SwiGLU has become the default choice in many modern networks. I won't go into the details of the GLU family here, but if you're interested in learning more, I recommend checking out the GLU paper. For our purposes, we'll use ReLU as our activation function because it's simpler.

Automatic Differentiation

Automatic differentiation is the engine that powers neural network learning. Unlike numerical differentiation (which approximates derivatives) or symbolic differentiation (which manipulates mathematical expressions), automatic differentiation computes exact derivatives by tracking operations in a computation graph.
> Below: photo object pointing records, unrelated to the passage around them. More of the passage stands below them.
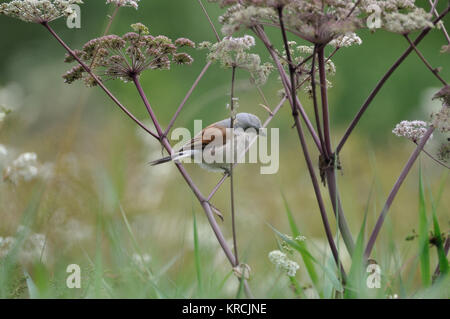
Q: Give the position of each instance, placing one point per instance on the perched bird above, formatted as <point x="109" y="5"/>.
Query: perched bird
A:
<point x="213" y="148"/>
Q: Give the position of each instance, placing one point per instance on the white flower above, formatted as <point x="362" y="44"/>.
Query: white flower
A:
<point x="124" y="3"/>
<point x="346" y="40"/>
<point x="412" y="130"/>
<point x="282" y="262"/>
<point x="25" y="168"/>
<point x="38" y="11"/>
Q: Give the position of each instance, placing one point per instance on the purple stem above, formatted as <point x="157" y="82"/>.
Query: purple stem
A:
<point x="97" y="80"/>
<point x="427" y="64"/>
<point x="395" y="189"/>
<point x="232" y="119"/>
<point x="314" y="96"/>
<point x="383" y="81"/>
<point x="308" y="160"/>
<point x="206" y="206"/>
<point x="268" y="120"/>
<point x="324" y="96"/>
<point x="286" y="83"/>
<point x="188" y="95"/>
<point x="203" y="201"/>
<point x="331" y="171"/>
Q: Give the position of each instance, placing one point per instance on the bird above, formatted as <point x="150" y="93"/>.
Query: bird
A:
<point x="211" y="148"/>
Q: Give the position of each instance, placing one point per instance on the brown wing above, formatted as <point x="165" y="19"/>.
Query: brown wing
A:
<point x="207" y="136"/>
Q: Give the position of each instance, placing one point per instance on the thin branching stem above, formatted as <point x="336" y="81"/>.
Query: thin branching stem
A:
<point x="286" y="83"/>
<point x="188" y="95"/>
<point x="324" y="97"/>
<point x="232" y="119"/>
<point x="97" y="80"/>
<point x="395" y="189"/>
<point x="314" y="97"/>
<point x="434" y="158"/>
<point x="330" y="170"/>
<point x="436" y="14"/>
<point x="265" y="124"/>
<point x="209" y="20"/>
<point x="383" y="80"/>
<point x="427" y="64"/>
<point x="309" y="163"/>
<point x="204" y="203"/>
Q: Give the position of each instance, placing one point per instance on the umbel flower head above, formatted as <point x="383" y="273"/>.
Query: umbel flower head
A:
<point x="321" y="21"/>
<point x="39" y="11"/>
<point x="283" y="263"/>
<point x="233" y="52"/>
<point x="115" y="57"/>
<point x="124" y="3"/>
<point x="317" y="21"/>
<point x="399" y="16"/>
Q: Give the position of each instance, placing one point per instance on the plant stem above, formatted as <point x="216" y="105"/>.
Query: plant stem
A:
<point x="427" y="64"/>
<point x="314" y="180"/>
<point x="324" y="96"/>
<point x="203" y="201"/>
<point x="209" y="20"/>
<point x="268" y="120"/>
<point x="330" y="171"/>
<point x="205" y="205"/>
<point x="436" y="13"/>
<point x="314" y="96"/>
<point x="338" y="211"/>
<point x="435" y="159"/>
<point x="232" y="119"/>
<point x="395" y="189"/>
<point x="383" y="80"/>
<point x="97" y="80"/>
<point x="286" y="83"/>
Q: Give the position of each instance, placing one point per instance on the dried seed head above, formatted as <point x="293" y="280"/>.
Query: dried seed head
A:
<point x="39" y="11"/>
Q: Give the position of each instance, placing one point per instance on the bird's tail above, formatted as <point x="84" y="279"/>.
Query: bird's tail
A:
<point x="174" y="157"/>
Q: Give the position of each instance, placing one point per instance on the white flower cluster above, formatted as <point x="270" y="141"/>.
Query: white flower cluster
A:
<point x="39" y="11"/>
<point x="282" y="262"/>
<point x="399" y="16"/>
<point x="124" y="3"/>
<point x="405" y="23"/>
<point x="346" y="40"/>
<point x="232" y="52"/>
<point x="412" y="130"/>
<point x="33" y="247"/>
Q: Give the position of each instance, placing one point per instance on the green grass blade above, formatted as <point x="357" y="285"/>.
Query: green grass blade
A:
<point x="197" y="257"/>
<point x="424" y="251"/>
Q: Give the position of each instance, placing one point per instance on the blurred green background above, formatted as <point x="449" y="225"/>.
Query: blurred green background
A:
<point x="100" y="158"/>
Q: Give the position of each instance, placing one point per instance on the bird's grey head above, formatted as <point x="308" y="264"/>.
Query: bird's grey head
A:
<point x="247" y="121"/>
<point x="244" y="121"/>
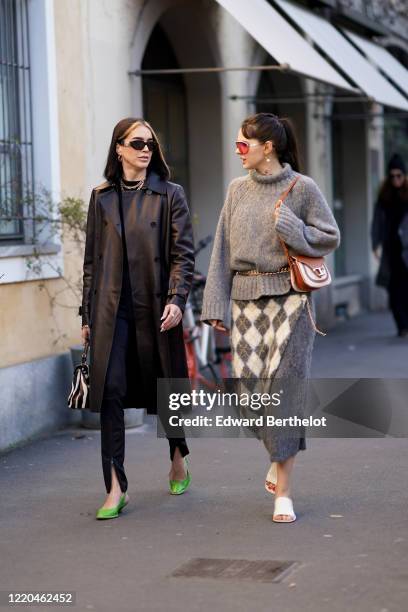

Our implementation centers on the Value class, which wraps a scalar value and records the operations performed on it:

class Value:
    def __init__(self, data, _children=(), _op="", label=""):
        self.data = data
        self.grad = 0.0
        self.label = label
        self._backward = lambda: None
        self._prev = set(_children)
        self._op = _op

Each operation (like addition or multiplication) creates a new Value and defines how gradients should flow backward. For example, here's how addition works:

def __add__(self, other):
    other = other if isinstance(other, Value) else Value(other)
    out = Value(self.data + other.data, (self, other), "+")

    def _backward():
        # The gradient flows equally to both inputs
        self.grad += out.grad
        other.grad += out.grad

    out._backward = _backward
    return out

For multiplication, the gradient follows the product rule - each input's gradient is scaled by the other input's value:

def __mul__(self, other):
    other = other if isinstance(other, Value) else Value(other)
    out = Value(self.data * other.data, (self, other), "*")

    def _backward():
        # Each input's gradient is scaled by the other's value
        self.grad += other.data * out.grad
        other.grad += self.data * out.grad

    out._backward = _backward
    return out

The backward pass is initiated by calling backward(), which:

  1. Performs a topological sort of the computation graph
  2. Sets the gradient of the output to 1.0
  3. Propagates gradients backward through the graph
def backward(self):
    # Sort nodes in topological order
    topo = []
    visited = set()

    def topo_sort(v):
        if v not in visited:
            visited.add(v)
            for child in v._prev:
                topo_sort(child)
            topo.append(v)

    topo_sort(self)

    # Backpropagate gradients
    self.grad = 1
    for v in reversed(topo):
        v._backward()

To see this in action, let's create a simple computation graph for the expression relu(a * b + c):

# Create input values
a = Value(2.0, label="a")
b = Value(-3.0, label="b")
c = Value(10.0, label="c")

# Build computation graph
d = a * b
d.label = "d"
e = d + c
e.label = "e"
f = e.relu()
f.label = "f"

Now we can compute the gradients of the output with respect to each input:

print("Gradients after backward pass:")
print(f"a.grad = {a.grad}")
print(f"b.grad = {b.grad}")
print(f"c.grad = {c.grad}")
print(f"d.grad = {d.grad}")
print(f"e.grad = {e.grad}")
print(f"f.grad = {f.grad}")

The resulting computation graph is shown in Figure 1. Each node represents a value, and edges show how values are combined through operations. When we call f.backward(), gradients flow backward through this graph, allowing us to compute how each input affects the final output.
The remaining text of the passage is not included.